It’s the same in UX consulting. There are constantly little things falling all over the place. If you’re not able to analyze and focus on the right patterns, you’ll end up buried. If you focus on catching every little crisis before it touches the ground and festers, you’ll constantly be putting out fires. Neither of these outcomes is a good place to be, and it requires the right character and personality to strike the correct balance.
Leaders and Doers in User Experience
We usually divide people into two groups: the big-picture people and the detail-oriented people. Sometimes, we break these groups down even further and talk of there being leaders and doers. Leaders are supposed to be strategic visionaries who are creative in their approach and who do big things for an enterprise. All too often, however, they blaze a path of destruction to get where they’re going, leaving many bodies and relationships in their wake. When you are a consultant, that is definitely not the way to become successful.
The doers are the people who focus intently on the details. They often plan and plan and are exacting in their approach to solving problems. Yet, in all their planning, they may focus too much on small details and lose sight of the big picture and a broader perspective. They are the tactical workhorses upon whom leaders rely, but they’re not the ones you look to for strategic vision. For a UX consultant, who has been brought in to provide user experience vision, this is not the way to become successful either.

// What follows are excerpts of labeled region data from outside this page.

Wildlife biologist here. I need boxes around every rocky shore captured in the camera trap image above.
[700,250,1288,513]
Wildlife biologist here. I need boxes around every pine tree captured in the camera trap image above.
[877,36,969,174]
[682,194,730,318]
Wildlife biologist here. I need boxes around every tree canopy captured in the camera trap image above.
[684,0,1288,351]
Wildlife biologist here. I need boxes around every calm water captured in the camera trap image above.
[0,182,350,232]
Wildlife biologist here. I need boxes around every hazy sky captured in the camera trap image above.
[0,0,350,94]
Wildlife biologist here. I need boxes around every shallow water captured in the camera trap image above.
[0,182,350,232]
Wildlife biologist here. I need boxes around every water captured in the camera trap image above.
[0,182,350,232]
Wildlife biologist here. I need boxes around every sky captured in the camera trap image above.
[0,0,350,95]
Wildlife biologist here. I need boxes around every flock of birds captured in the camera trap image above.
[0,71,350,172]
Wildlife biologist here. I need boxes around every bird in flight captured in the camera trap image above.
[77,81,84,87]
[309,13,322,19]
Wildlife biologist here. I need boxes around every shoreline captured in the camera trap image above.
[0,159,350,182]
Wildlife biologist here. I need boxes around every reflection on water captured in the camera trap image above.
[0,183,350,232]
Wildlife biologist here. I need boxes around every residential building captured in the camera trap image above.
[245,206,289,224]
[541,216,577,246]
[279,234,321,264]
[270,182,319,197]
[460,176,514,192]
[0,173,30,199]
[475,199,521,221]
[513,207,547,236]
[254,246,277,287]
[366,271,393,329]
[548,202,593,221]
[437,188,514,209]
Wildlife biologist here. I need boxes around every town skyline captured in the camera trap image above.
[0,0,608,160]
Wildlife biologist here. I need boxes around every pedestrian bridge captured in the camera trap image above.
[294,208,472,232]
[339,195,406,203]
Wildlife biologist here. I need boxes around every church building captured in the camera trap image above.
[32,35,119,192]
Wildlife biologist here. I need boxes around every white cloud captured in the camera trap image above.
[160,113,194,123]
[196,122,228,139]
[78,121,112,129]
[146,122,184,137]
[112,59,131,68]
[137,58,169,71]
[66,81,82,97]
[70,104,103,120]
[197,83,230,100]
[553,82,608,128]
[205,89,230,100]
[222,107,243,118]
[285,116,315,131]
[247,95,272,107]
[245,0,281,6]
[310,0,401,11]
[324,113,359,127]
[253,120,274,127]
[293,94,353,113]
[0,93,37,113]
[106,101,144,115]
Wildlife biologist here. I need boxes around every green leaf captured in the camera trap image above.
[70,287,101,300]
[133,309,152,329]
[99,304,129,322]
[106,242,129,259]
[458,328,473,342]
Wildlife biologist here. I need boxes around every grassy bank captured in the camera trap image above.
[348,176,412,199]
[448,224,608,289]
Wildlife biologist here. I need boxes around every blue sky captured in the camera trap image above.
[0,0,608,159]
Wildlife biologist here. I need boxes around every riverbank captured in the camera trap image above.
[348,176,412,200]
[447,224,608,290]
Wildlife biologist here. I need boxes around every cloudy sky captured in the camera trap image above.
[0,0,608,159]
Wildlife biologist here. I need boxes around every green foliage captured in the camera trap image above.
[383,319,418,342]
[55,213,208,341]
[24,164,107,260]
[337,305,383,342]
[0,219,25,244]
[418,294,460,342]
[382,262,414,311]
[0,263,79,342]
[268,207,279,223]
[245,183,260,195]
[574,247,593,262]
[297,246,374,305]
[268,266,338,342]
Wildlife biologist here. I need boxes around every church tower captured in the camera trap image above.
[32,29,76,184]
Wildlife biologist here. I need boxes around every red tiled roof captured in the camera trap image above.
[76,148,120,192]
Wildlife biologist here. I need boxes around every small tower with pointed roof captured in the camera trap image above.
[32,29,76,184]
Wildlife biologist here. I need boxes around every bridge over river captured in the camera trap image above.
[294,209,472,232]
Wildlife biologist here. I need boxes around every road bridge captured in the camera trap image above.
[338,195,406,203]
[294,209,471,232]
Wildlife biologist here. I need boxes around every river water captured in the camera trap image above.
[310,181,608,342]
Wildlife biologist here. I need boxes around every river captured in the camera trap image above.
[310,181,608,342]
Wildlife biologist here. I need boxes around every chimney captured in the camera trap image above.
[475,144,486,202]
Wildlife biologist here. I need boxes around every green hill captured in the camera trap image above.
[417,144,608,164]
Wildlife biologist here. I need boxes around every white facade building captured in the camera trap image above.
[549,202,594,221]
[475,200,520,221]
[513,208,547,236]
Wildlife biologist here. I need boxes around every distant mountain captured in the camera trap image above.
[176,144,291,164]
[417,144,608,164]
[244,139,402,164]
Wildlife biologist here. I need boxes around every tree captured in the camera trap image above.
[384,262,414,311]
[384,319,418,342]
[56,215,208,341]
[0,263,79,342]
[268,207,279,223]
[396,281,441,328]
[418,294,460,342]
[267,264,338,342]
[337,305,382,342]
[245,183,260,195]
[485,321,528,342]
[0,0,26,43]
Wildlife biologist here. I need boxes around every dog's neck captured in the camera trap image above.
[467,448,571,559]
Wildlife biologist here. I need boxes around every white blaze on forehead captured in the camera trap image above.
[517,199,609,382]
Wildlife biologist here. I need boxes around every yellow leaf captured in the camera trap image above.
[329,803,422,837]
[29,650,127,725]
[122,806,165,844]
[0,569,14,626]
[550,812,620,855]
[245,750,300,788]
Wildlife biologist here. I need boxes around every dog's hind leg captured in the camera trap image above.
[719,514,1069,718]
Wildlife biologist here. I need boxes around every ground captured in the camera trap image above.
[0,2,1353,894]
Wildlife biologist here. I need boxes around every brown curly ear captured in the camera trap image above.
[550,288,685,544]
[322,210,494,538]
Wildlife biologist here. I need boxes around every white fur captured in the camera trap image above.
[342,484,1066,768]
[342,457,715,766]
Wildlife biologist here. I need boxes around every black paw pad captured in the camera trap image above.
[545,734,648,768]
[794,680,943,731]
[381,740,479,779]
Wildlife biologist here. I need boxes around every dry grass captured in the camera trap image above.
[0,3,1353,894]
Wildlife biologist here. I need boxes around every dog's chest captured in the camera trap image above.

As a UX consultant, it seems more and more apparent to me that it is important to be both a leader and a doer. It’s a typical scenario these days for a company to bring in a UX consultant not only to set the strategy or vision for user experience, but also to create wireframes, visual designs, and from time to time, even to place their hands on a keyboard and write a little HTML, CSS, and JavaScript. Such expectations do not respect the characterizations of the two types of people that people commonly think exist.
These days, people make much of the idea of a so-called UX Unicorn. This mythical creature cannot just draw pretty pictures, but also knows exactly how to make those pretty pictures a reality. Find that person, so the fable goes, and your UX problems are solved.
But I don’t really think this type of person is that hard to find. In fact, I have a number of these types of folks on my team now, and I am grateful for them every day. They are able to blend the creativity of design with the technical skills that it takes to make their designs scalable and maintainable for the enterprise.